If either of those things can’t happen, then I don’t see how we can even fool ourselves into believing a relationship would work again. At that point I am fairly confident that I know, 100%, that shit will not work out, and I will walk away. Hopefully she can see that, too. Hopefully I am more important than meeting random dudes by herself, but god knows. Worse things have come to be.


Although I said above that I want to see her message Drew and tell him she’ll never see him again, I couldn’t resist but message him myself to see if the truth that I already know about him is really the truth. Maybe a little back story will help here. Well, there isn’t much.

This guy, sammyl is his username, is a Shacker. This means he posts in the comments at Shacknews, just like I used to. I’ve been perma-banned. I’m still friends with some people from the shack and I remember sammyl from my time there.

Sammyl is the type of guy who scours OKCupid looking for women that he can turn into quick lays. That’s all he does. He’s not interested in relationships, or friendships, he is just after sex. He is my textbook definition of “scum” and is the reason women should hate and fear any man they find on the internet.

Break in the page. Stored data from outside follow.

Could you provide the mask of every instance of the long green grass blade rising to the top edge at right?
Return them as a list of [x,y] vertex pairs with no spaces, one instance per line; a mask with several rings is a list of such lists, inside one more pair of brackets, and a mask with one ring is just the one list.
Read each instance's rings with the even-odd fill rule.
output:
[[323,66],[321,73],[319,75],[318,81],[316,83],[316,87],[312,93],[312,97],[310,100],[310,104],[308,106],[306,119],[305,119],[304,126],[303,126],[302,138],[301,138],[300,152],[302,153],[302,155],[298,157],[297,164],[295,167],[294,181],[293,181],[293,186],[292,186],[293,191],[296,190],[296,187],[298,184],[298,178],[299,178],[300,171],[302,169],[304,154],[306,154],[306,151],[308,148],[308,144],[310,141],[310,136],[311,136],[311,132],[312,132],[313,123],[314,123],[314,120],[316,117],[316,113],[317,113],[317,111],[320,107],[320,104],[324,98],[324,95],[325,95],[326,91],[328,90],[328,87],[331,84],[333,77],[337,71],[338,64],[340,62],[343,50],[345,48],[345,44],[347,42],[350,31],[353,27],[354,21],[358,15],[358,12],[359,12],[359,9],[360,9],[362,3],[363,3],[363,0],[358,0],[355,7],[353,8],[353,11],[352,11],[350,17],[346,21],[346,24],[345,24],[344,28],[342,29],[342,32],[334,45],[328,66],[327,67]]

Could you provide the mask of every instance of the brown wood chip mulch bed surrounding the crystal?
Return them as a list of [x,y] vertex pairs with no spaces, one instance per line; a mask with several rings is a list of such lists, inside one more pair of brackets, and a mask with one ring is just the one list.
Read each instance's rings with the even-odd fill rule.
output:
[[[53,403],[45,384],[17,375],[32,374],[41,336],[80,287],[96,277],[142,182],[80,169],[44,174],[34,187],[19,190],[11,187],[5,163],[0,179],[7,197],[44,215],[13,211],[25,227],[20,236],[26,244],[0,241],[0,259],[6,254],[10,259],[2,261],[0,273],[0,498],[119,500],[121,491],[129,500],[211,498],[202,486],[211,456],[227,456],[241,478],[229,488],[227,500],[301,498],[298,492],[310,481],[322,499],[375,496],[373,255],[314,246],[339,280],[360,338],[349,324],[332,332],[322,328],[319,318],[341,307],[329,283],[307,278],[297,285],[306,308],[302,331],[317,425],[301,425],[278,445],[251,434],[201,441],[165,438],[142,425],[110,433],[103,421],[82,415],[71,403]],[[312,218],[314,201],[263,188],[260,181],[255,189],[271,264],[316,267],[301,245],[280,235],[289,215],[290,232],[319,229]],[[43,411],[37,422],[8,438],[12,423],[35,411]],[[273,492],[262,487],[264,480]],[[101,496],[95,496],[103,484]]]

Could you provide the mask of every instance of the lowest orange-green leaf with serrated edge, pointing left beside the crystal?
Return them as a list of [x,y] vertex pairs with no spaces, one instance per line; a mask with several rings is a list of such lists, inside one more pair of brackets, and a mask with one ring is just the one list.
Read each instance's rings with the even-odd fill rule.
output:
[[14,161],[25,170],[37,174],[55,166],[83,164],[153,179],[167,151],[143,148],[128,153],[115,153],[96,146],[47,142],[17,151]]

So, I already knew he was an asshole before this.

But I figured maybe I could message him and give him the benefit of the doubt. So I did. This is exactly what I said to him, word for word. I might not have been 100% civil, but really, what do you expect?

I want to tell you that I’m really sorry that you got involved in all that. I’m not, though, really, and I know you don’t actually care. But I wanted to say it anyway. Truth was, Trista and I were monogomously together, just without the title of girlfriend/boyfriend, when she told you “the truth” about using you to try to forget about me she left that out for whatever reason, I guess she was just protecting her interests. I was acting like an asshole the last two weeks so she wanted to see if she could make herself be happy with someone who didn’t treat her like shit. Unfortunately it back fired. Fortunately, I think, it was you, who actually holds no interest in a relationship what-so-ever. I’m sorry that you didn’t quite get to add her as another notch to your OKCupid belt. I’m sure that’s a terrible thing to miss out on. But, like I said, it probably doesn’t matter much to you. I’m telling you anyway, because it makes me feel better.

But still, I don’t blame you. I already knew you were an ass, but the fact is you misunderstood and she didn’t tell you everything. I don’t know if you would have acted differently had you known the truth, but I can hope so.

If I’m all wrong and you weren’t just interested in a quick lay, you can let me know, if you’ll even reply to me.

For all I know deep down you’re an awesome guy and we met under poor circumstances. You’ve probably no interest in actually talking to me, but maybe you do. As it stands, though, you’ll probably hear from her sooner or later and get the actual truth of the matter from her. We’re trying to works things out and part of that is making sure she never sees or talks to you ever again. But you could change that if you wanted to, if you’re interested in trying to be friendly to me. But, like I assume, you’re not interested in making friends.

Well, reply to me if you so choose. I guess not replying is answer enough about your feelings on all of it.

Has he replied to me?

It’s been 20 minutes since I sent those messages to him. He hasn’t replied.

I guess that is answer enough.

One Response to “The Rules and Consequences of Them”

  1. oh wow i hope you are doing okay. you’re kind of scaring me here sweetums. please call me! i work from 3-11 my time but anytime after or before that is totally cool.